To manage the lifecycle of collections, you can set their state to Active, Closed or MarkedForDeletion. The state can be set when a collection is created or updated via the REST APIs.

  • Active: Indicates that the collection is currently active and can be changed.
  • Closed: Indicates that the collection is no longer Active but not yet marked for deletion. Changes for this collection are not allowed via UI, but only via REST APIs.
  • MarkedForDeletion: Indicates that the collection is scheduled for deletion after the grace period. Changes for this collection are not allowed via UI, but only via REST APIs.
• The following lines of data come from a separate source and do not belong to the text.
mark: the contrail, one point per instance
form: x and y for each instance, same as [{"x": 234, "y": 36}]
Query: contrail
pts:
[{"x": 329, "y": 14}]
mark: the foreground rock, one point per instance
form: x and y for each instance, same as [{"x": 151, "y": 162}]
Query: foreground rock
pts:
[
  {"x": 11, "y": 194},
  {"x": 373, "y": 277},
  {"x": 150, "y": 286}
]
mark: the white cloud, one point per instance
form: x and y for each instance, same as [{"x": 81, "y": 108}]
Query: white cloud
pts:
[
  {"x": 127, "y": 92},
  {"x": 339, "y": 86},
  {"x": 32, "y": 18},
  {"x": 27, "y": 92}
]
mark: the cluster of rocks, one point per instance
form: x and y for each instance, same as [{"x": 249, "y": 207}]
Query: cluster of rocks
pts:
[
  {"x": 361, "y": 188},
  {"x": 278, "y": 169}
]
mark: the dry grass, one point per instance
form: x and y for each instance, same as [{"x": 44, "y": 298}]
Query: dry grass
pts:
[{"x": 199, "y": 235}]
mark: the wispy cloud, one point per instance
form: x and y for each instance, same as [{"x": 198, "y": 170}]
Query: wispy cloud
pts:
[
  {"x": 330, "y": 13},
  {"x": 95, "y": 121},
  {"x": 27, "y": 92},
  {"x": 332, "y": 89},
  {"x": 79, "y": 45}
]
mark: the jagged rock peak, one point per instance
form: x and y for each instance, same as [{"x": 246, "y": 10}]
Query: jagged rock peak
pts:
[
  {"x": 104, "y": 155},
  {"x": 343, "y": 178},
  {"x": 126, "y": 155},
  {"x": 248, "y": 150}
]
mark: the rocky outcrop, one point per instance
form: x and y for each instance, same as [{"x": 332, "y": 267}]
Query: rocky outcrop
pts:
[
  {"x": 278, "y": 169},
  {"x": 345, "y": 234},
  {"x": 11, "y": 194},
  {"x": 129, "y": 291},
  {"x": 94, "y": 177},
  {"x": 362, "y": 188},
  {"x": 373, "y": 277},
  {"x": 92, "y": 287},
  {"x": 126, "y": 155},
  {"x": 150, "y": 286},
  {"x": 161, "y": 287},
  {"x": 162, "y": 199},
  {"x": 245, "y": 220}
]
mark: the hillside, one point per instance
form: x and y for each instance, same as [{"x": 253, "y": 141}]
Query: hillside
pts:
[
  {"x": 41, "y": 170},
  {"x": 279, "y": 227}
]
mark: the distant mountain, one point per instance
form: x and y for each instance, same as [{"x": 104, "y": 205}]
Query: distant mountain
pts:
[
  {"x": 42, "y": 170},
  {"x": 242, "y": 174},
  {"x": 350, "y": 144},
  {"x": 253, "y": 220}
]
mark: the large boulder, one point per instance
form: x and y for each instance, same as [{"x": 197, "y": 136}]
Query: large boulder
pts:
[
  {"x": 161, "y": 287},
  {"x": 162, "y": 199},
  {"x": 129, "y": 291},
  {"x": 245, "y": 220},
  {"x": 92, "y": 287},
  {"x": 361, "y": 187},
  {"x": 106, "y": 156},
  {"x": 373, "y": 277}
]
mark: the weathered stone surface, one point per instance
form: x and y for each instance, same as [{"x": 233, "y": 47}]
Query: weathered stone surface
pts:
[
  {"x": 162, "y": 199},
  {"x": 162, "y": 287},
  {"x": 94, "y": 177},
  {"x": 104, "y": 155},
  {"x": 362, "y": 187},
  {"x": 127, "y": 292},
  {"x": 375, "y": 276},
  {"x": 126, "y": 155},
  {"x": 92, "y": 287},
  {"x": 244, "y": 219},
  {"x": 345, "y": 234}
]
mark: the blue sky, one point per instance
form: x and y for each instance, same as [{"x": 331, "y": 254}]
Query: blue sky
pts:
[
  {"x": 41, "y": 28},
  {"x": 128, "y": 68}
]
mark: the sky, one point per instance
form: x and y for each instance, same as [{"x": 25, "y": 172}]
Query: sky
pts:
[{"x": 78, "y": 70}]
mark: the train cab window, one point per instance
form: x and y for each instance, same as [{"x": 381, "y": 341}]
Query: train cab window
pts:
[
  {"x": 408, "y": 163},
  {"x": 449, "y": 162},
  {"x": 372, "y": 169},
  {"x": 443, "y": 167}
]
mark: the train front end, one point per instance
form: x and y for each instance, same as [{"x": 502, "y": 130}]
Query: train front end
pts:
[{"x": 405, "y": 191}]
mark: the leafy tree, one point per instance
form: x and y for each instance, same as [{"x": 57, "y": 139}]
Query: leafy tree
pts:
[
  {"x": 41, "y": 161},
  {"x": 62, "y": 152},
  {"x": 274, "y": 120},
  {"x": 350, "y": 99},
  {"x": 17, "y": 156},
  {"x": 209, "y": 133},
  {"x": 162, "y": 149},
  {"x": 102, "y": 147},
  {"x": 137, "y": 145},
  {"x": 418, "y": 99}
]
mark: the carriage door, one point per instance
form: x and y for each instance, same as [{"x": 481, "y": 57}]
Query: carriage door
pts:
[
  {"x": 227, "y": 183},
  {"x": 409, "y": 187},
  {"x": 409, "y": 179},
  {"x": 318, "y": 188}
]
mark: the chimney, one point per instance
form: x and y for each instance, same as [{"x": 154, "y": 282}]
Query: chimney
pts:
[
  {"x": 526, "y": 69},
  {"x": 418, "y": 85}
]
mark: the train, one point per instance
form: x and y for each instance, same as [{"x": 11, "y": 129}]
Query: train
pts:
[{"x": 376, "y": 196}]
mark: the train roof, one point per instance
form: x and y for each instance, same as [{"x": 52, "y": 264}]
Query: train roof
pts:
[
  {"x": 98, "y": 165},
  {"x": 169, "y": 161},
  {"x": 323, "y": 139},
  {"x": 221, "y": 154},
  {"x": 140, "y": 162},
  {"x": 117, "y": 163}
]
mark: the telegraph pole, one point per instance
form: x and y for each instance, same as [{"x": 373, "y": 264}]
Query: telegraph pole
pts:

When a collection is deleted, only the collection and everything associated with it (bookmarks, annotations, page order, brightness, rotation, historic versions, "seen/unseen" information, etc.) are deleted. The original documents themselves are not deleted.

To automatically clean up documents stored on PVC/filesystem backends, see PVC Document Cleanup below.

Configuring Automated Deletion via Helm

You can configure the grace period and the execution interval/time for the deletion job using Helm. Below is an example Helm configuration:

jobs:
deletion:
enabled: false # Set to true to enable the deletion job
cron: "0 0 0 * * ?" # Default cron expression for nightly deletion at midnight
gracePeriodInDays: 1 # Default grace period of 1 day
transactionBatchSize: 500 # Default batch size for deletion transactions
  • enabled: Enables or disables the deletion job.
  • cron: Specifies the cron expression for scheduling the deletion job. The default value 0 0 0 * * ? schedules the job to run every day at midnight.
  • gracePeriodInDays: Specifies the number of days a collection must be marked for deletion before it is actually deleted. The default value is 1 day.

Example Usage

To enable the deletion job and set a custom schedule, modify the Helm values as needed. For instance, to run the deletion job every Friday at midnight with a grace period of 7 days:

jobs:
deletion:
enabled: true
cron: "0 0 0 * * FRI"
gracePeriodInDays: 7
transactionBatchSize: 500 # Default batch size for deletion transactions

PVC Document Cleanup

Documents uploaded to Dossier Organizer's internal storage (PVC/filesystem) during operations such as flow-based exports may become orphaned over time — for example, if an export job completes or fails without the collection being deleted. These documents are no longer referenced by any collection element but still occupy storage.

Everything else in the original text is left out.